Since the nodal method can calculate the eigenvalue and the node-averaged power distribution in a reactor core accurately with much smaller computation time than the finite difference method, it becomes a powerful tool for nuclear fuel management study. However, the nodal method cannot give any ifformation of the flux distribution in a node. Therefore, dehomogenization is necessary for obtaining such information after a global reactor core analysis using a nodal method. The flux distribution, equivalently the power distribution, in a node is required to deplete the fuel in the node and thus to calculate node-homogenized group constants for the node which are essential for the global calculation using a nodal method.
Various schemes had been studied for reconstructing local flux distribution from the node-averaged quantities obtained by the global reactor core calculation using a nodal method. Most common scheme is to approximate the local flux distribution in a node as the flux distribution obtained by the node calculation for the node-homogenized group constants with multiplying by so called a form function. First, the mode of the form function is assumed such as quadratic, sinuous or exponential mode. Then, the unknown coefficients of the form function are determined using the node-averaged quantities obtained of two by the global core calculation using the nodal method. The success of this method depends highly on the choice of appropriate mode for the form function since the most resulting error in the reconstructed local flux depends on the mode.

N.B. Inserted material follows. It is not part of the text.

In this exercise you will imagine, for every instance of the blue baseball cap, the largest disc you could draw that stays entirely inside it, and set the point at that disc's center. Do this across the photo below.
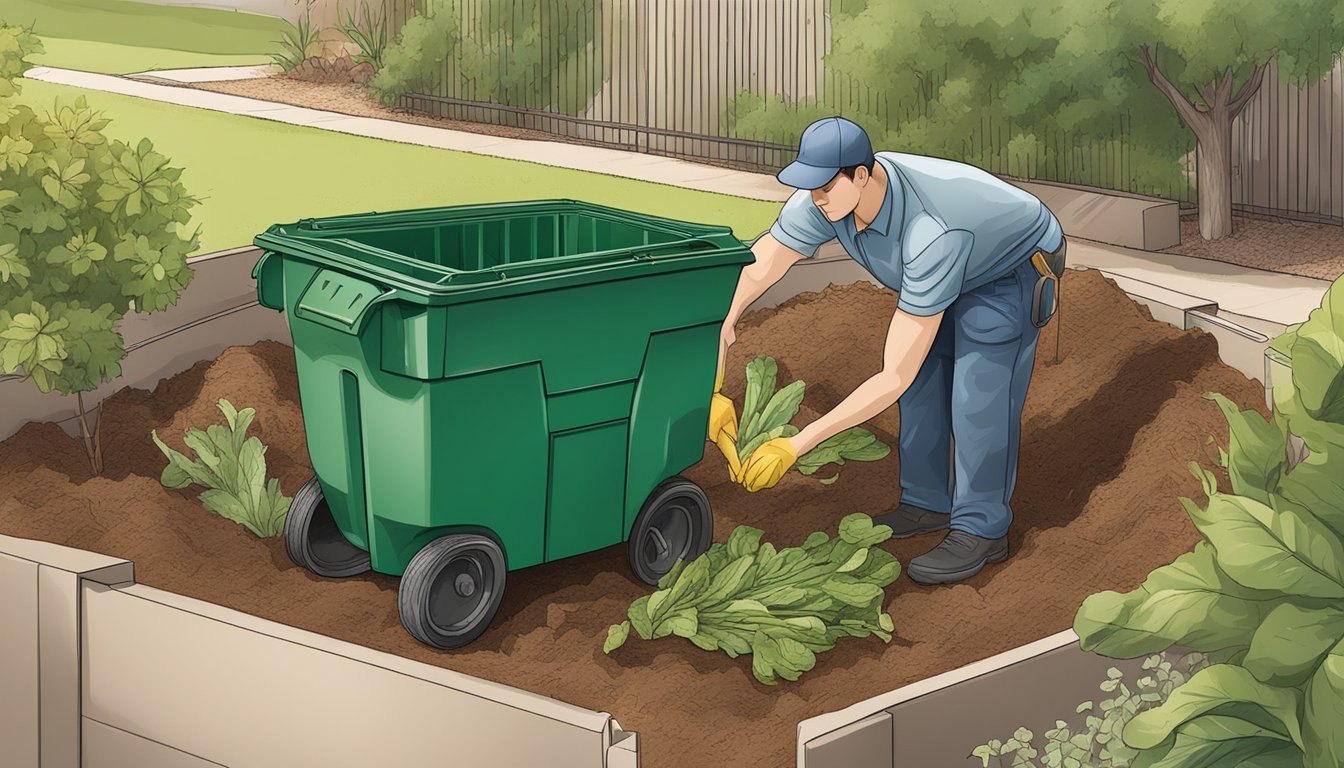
(825, 147)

To eliminate the difficulty in choosing an appropriate mode of form function for reconstructing local flux distribution in a node and to improve the accuracy of the reconstruction, a new method has been developed through this study. The new method is to interpolate the flux distribution on the surfaces of nodes in the reactor core and then to solve the diffusion equation for a node of interest using the flux distribution on the surfaces of the node as a boundary condition. It is proved in this thesis that this new method can successfully reconstruct the flux distribution in a node from the node-averaged values obtained by a reactor core calculation using a nodal method.
본 논문의 목적은 원자로 해석을 위해 소격격자 계산으로부터 관심있는 집합체별 중성자속 분포를 구하는 것이다.
본 논문에서는 집합체별 유한 차분 계산으로 균질화 상수를 구했으며 ADF/AXS 를 이용한 소격격자 계산이 UDF/AXS 계산보다 유효함을 예시 하였다.
이를 토대로 몇개의 Benchmark Problem 에서의 집합체별 중성자속 분포를 계산하였는데, 먼저 고전적인 계산 방법으로서 Form Function을 이용한 방법과 본 논문에서 새로이 개발한 방법의 결과를 비교하였다. 이 새로운 방법이 중성자속 분포의 정확도 면에서 기존의 방법보다 월등히 우수함을 보였다.